On passe à la caisse ou c'est devant le tribunal qu'on doit s'expliquer. Plus de laisser-aller vis-à-vis des jeunes investisseurs bénéficiaires de financements par le biais de l'Agence de soutien à l'emploi de jeunes (ANSEJ) qui ne respectent pas leurs engagements. Dans cet esprit, l'antenne de l'ANSEJ de la wilaya de Constantine a engagé des poursuites judiciaires contre 200 investisseurs dont les projets présentés et pour lesquels ils ont obtenu le soutien financier étatique n'ont jamais vu le jour, nous a confié le directeur de cette structure, M. Tarek Belmili. Ce dernier indiquera que le lancement des opérations de suivi sur le terrain quant à la concrétisation des projets financés par l'ANSEJ a permis de lever le voile sur certaines pratiques malhonnêtes adoptées par ces investisseurs « indélicats ». Des pratiques qualifiées de détournements de deniers publics, et qui vont de la vente du matériel par le bénéficiaire du soutien financier de ANSEJ aux arrangements occultes pour encaisser en liquidités l'argent destiné à l'achat du matériel et à le dépenser dans d'autres initiatives mal appropriées, à l'enseigne de l'achat de véhicules, de logements ou pire encore le claquer dans des nuits chaudes. L'ANSEJ s'est retrouvée dans l'obligation d'engager des poursuites judiciaires contre ces 200 investisseurs après épuisements de toutes les voies de règlement à l'amiable, souligne notre interlocuteur non sans se montrer désolé d'en arriver à cette ultime mesure qui ne va pas sans tracasseries pour les proches des jeunes investisseurs défaillants. « Souvent, lorsque les dossiers sont transmis aux tribunaux, des parents viennent tardivement requérir de l'ANSEJ un abandon des poursuites judiciaires contre leurs enfants », relève M. Tarek Belmili. « Alors, dira-t-il, qu'on aurait souhaité que ces parents, mêmes si les enfants ont atteint un âge de majorité et engagent leur entière responsabilité, soient les premiers accompagnateurs des jeunes investisseurs, les premiers à les conseiller, les orienter et à dénoncer toute déviation de la vocation du financement obtenu par leurs progénitures dans le cas d'un constat flagrant de l'utilisation à mauvais escient du financement des projets afin d'éviter justement d'aller s'expliquer devant le juge. »

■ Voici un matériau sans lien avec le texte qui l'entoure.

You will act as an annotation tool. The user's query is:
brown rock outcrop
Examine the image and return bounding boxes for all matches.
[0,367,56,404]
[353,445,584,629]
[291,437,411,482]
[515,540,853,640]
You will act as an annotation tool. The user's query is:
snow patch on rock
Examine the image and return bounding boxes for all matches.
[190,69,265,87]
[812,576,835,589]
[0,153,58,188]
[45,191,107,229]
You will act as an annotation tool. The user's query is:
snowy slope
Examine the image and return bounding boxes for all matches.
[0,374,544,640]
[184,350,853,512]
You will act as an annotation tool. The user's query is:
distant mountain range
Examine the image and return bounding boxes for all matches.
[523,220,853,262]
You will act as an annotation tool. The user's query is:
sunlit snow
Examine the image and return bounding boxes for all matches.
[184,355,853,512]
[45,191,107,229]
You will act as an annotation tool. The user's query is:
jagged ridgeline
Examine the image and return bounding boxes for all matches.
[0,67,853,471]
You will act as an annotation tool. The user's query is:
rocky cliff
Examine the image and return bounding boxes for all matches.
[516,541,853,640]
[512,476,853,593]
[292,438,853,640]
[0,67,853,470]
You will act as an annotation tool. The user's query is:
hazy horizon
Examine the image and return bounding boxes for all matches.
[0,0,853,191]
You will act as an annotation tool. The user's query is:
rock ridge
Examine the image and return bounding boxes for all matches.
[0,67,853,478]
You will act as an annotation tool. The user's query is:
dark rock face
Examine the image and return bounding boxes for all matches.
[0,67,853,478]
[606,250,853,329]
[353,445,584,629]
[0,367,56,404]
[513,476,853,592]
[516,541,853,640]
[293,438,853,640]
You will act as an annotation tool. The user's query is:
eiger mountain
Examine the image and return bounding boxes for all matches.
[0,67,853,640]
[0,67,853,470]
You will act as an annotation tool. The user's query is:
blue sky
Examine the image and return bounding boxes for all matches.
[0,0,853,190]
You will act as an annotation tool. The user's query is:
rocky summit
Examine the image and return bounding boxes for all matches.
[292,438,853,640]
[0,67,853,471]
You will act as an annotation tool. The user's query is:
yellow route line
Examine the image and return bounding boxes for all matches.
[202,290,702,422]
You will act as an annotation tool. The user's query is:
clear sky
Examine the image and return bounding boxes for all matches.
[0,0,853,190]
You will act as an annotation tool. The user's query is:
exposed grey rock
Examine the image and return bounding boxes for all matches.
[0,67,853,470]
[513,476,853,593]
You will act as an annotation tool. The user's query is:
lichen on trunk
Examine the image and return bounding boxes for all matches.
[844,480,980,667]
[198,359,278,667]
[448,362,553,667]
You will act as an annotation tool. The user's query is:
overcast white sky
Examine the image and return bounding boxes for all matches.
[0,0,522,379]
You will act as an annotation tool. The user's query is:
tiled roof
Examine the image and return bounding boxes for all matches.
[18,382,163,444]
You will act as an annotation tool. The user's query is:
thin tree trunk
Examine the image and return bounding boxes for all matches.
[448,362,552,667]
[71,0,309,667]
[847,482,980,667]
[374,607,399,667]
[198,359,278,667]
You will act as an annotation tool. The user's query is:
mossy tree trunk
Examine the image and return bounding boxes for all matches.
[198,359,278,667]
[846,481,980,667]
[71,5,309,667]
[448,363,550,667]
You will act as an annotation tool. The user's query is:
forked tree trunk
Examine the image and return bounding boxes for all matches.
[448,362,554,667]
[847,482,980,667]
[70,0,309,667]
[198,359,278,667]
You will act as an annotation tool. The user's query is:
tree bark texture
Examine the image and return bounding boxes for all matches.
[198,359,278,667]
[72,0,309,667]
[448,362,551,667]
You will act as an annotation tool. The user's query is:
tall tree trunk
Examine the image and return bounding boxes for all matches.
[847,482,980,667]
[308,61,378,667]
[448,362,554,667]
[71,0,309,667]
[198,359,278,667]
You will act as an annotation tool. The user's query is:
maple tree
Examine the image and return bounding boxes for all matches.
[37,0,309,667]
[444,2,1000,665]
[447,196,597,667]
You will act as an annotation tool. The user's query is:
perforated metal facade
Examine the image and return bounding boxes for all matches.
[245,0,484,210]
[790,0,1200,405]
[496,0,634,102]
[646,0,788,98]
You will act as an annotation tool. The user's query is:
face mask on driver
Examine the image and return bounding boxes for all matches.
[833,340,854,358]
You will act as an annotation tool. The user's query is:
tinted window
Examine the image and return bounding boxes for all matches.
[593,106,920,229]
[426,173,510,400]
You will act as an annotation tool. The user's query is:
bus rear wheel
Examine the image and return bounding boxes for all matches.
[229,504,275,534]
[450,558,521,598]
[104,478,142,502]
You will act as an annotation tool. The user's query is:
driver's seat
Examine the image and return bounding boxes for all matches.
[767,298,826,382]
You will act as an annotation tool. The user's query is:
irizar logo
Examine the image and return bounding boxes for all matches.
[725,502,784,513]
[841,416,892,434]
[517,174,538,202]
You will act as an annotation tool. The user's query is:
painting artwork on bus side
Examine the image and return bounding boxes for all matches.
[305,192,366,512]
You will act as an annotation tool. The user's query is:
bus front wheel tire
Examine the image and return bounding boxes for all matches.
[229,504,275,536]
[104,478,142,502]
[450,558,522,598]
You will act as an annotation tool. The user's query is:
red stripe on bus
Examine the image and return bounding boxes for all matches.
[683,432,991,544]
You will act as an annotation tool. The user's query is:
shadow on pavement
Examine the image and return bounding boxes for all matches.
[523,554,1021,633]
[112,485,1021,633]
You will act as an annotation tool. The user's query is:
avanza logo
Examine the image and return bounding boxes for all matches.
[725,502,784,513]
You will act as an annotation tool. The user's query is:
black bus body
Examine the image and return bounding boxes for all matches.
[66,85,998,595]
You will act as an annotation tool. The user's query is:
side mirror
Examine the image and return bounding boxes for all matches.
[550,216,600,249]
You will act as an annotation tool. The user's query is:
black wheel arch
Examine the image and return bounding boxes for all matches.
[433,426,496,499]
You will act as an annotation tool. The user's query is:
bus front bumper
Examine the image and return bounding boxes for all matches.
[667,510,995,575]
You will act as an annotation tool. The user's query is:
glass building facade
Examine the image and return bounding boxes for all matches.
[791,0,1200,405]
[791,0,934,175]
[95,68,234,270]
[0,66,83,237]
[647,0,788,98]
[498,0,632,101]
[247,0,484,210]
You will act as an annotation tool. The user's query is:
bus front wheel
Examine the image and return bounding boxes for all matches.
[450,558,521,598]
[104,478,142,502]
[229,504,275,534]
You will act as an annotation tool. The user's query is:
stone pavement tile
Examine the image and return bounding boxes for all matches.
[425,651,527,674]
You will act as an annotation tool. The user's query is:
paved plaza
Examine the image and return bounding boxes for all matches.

 Notre interlocuteur nous apprendra que de nombreux autres dossiers sont en phase « pré contentieux », qu'on ne devrait pas orienter systématiquement vers le tribunal. A l'enseigne, il citera les cas « des vols de matériels, en hausse inquiétante depuis quelque temps, et qui hypothèquent la concrétisation des projets des jeunes investisseurs », souligne M. Tarek Belmili. Enfin, il n'y a pas que ce côté sombre du dispositif, car d'autres investisseurs ont réussi dans leurs affaires, donnant entière satisfaction dans leurs efforts. M. Tarek Belmili précisera dans ce contexte que l'échec de ces 200 investisseurs ne représente qu'une faible proportion de 2 % relativement au chiffre global des projets financés par l'antenne ANSEJ de la wilaya de Constantine, évalué à 10.000 projets depuis le lancement de cette formule en 1998. « Nous avons participé avec 8 projets innovants lors du dernier salon de l'innovation organisé à Alger au mois de décembre dernier », relèvera-t-il avec fierté. Ajoutant dans ce sens que « d'autres investisseurs ont atteint une importante vitesse de croisière dans le développement de leurs entreprises, arrivant à recruter jusqu'à 250 travailleurs pour certains d'entre eux ». Un autre investisseur ayant bénéficié du soutien de l'ANSEJ de Constantine, versé dans les matériaux de construction, a obtenu récemment l'accord du Forum des chefs d'entreprises (FCE) pour fuguer parmi ses membres. Et, soutient notre interlocuteur, les exemples de réussite ne manquent pas, on peut le constater objectivement sur le terrain. Pour M. Tarek Belmili, le challenge aujourd'hui c'est de vulgariser cette culture d'entrepreneuriat dans les milieux estudiantins, « véritables leviers du développement de l'économie nationale », dira-t-il. Précisant à ce propos qu'une collaboration très dense est initiée dans ce cadre avec l'université pour inciter les jeunes diplômés universitaires à se prendre en charge en créant leur propre entreprise et de ne pas attendre qu'on vienne leur proposer un emploi.